Radiotherapy wouldn’t help. Chemotherapy wouldn’t help. Nothing would help. When I asked how long I’d got, he said, “Months.”
“How many?”
“Five or six, difficult to be precise about it. I’m sorry.”
“So am I,” I said.
Since that day I’ve had so much to think about, so much to get sorted. I told Zita that I didn’t want to talk about it, didn’t want anyone to know outside the family, that I just wanted everything to go on as normal as possible, for as long as possible. Without Zita, without Allie, and without Kitty Four I would have fallen apart. I know that.
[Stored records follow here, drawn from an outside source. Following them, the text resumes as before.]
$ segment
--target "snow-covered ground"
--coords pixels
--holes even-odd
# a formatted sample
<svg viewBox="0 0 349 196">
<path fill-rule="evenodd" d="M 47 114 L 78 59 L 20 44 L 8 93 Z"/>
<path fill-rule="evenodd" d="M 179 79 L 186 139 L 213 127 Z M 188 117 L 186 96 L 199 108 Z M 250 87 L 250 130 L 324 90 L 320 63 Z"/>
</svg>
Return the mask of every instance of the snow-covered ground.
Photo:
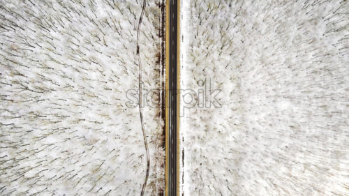
<svg viewBox="0 0 349 196">
<path fill-rule="evenodd" d="M 126 92 L 138 89 L 142 3 L 0 1 L 1 195 L 140 194 L 146 151 Z M 147 1 L 140 27 L 144 89 L 163 87 L 163 5 Z M 143 109 L 146 195 L 164 189 L 161 103 Z"/>
<path fill-rule="evenodd" d="M 349 195 L 349 2 L 181 1 L 181 195 Z"/>
</svg>

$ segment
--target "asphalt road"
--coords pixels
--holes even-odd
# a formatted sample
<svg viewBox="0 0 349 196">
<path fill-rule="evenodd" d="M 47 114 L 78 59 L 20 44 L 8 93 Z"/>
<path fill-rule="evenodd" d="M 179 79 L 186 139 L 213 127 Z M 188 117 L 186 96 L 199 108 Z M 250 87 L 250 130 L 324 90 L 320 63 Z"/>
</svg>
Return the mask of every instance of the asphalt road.
<svg viewBox="0 0 349 196">
<path fill-rule="evenodd" d="M 177 1 L 170 0 L 170 46 L 169 46 L 169 137 L 168 137 L 168 196 L 177 196 Z"/>
</svg>

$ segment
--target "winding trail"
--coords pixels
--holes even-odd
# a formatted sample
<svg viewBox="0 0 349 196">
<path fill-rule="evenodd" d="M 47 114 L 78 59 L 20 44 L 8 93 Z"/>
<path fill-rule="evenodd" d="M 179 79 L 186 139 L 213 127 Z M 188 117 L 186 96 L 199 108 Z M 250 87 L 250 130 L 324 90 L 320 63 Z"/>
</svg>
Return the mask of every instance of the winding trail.
<svg viewBox="0 0 349 196">
<path fill-rule="evenodd" d="M 143 0 L 143 5 L 142 6 L 142 13 L 140 13 L 140 20 L 138 22 L 138 27 L 137 28 L 137 56 L 138 60 L 138 89 L 140 93 L 138 94 L 139 109 L 140 109 L 140 123 L 142 125 L 142 132 L 143 133 L 143 140 L 144 142 L 145 151 L 147 153 L 147 173 L 145 174 L 144 182 L 142 186 L 142 191 L 140 195 L 143 196 L 145 192 L 145 188 L 147 186 L 147 182 L 149 176 L 149 168 L 150 168 L 150 159 L 149 159 L 149 150 L 148 147 L 148 142 L 147 141 L 147 136 L 145 135 L 144 123 L 143 121 L 143 111 L 142 110 L 142 61 L 140 54 L 140 27 L 142 25 L 142 20 L 143 20 L 143 15 L 144 15 L 145 8 L 147 6 L 147 0 Z"/>
</svg>

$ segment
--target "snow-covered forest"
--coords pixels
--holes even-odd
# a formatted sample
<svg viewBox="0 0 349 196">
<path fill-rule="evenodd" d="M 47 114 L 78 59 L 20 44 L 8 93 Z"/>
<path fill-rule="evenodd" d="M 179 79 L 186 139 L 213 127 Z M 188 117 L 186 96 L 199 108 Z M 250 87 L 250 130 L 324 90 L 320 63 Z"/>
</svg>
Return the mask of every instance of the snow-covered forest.
<svg viewBox="0 0 349 196">
<path fill-rule="evenodd" d="M 126 92 L 163 89 L 164 22 L 163 0 L 0 1 L 1 195 L 163 195 L 163 96 L 142 128 Z"/>
<path fill-rule="evenodd" d="M 181 195 L 349 195 L 349 1 L 181 3 Z"/>
</svg>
We finished her together, fitted her out just as Allie wanted her. I wanted to see her in all her yellow glory – yellow she had to be, Allie said, because all the other Kittys had been yellow, and they’d been yellow because all the foods she most loved as a little girl were yellow – custard and butter and bananas. I was there on the quayside to see Allie take her out for the first time, saw her dancing through the waves, and I knew I’d never built a finer boat.
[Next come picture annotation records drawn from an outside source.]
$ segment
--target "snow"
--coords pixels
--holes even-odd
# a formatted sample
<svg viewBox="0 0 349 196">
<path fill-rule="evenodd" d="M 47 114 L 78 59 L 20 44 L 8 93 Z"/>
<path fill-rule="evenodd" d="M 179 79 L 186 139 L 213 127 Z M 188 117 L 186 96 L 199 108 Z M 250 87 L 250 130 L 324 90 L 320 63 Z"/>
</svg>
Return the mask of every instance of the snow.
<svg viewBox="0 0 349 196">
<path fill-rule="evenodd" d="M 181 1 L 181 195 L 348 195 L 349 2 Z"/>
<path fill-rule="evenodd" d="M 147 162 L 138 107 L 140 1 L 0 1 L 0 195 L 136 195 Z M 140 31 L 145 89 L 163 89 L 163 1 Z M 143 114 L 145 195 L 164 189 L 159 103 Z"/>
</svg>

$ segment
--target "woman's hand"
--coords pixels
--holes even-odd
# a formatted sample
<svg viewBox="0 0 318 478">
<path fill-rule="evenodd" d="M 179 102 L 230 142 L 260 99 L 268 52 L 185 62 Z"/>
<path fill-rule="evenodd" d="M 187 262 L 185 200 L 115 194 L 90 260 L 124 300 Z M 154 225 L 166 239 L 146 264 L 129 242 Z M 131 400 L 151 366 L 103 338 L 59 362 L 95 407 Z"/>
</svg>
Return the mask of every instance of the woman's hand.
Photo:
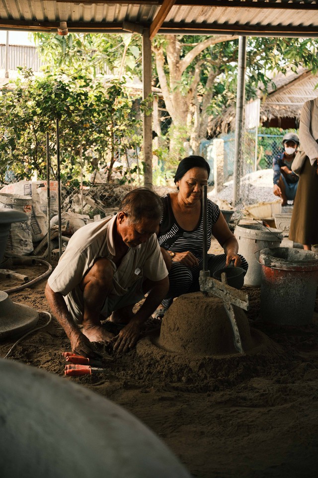
<svg viewBox="0 0 318 478">
<path fill-rule="evenodd" d="M 231 262 L 234 261 L 234 265 L 236 267 L 238 267 L 242 263 L 240 257 L 237 254 L 234 254 L 232 252 L 228 252 L 227 254 L 227 261 L 226 266 L 227 267 L 230 265 Z"/>
<path fill-rule="evenodd" d="M 172 257 L 172 262 L 181 262 L 190 269 L 192 269 L 195 265 L 199 265 L 199 261 L 189 250 L 187 250 L 185 252 L 175 252 L 174 256 Z"/>
<path fill-rule="evenodd" d="M 282 191 L 278 184 L 274 185 L 274 190 L 273 192 L 275 196 L 278 196 L 280 197 L 282 196 Z"/>
</svg>

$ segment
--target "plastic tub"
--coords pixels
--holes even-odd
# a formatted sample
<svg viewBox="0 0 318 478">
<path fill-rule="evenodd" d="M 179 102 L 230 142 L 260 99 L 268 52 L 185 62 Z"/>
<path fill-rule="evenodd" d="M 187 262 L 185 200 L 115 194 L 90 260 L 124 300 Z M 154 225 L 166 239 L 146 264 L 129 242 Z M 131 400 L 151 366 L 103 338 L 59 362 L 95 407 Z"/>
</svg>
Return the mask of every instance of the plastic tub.
<svg viewBox="0 0 318 478">
<path fill-rule="evenodd" d="M 318 254 L 277 247 L 261 251 L 261 315 L 278 325 L 313 321 L 318 281 Z"/>
<path fill-rule="evenodd" d="M 259 251 L 266 247 L 279 247 L 283 239 L 281 231 L 266 228 L 262 224 L 242 224 L 234 231 L 238 242 L 238 252 L 248 263 L 248 269 L 244 278 L 245 285 L 260 287 L 261 265 L 258 262 Z"/>
</svg>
There was something else I had to do as well before I went. I had to talk it
all out, write it all down, everything I could remember right up until now. To start with I could manage to write well enough on my own, but as things got worse, as my sight gave up on me, I’ve had to dictate it. I prefer it that way anyway. Telling a story is so much easier for me than writing it. Some of it I’ve dictated to Zita, but sometimes I can tell she finds it hard to endure. That’s why Allie and I are finishing it together.
So in the end we didn’t sail around the world together, but we have sailed around my life together. Allie told me yesterday that she’s talked it over with her mother and the old man and they’ve given their permission. She says she’s going to sail to England on Kitty Four on her own now, that when she gets there she’s going to do all she can to find my sister Kitty and tell her all about me and find out about my key, Kitty’s key. And then she’s going to sail back all the way home again. Zita and her grandfather are still a bit sticky about it, she says, but they’ll come round. They will too. She’s quite a girl, my Allie, quite a girl.
There’s times I think she only told me that to make me happy. But when Allie says something she always means it – she’s very like her mother that way, very like the old man. So I think maybe she really will do it. The thought that Kitty and Allie might one day meet up makes me very happy – my real world meeting my dream world. It’s just a pity I won’t be there to see it, that’s all. Or maybe I will be. Who knows.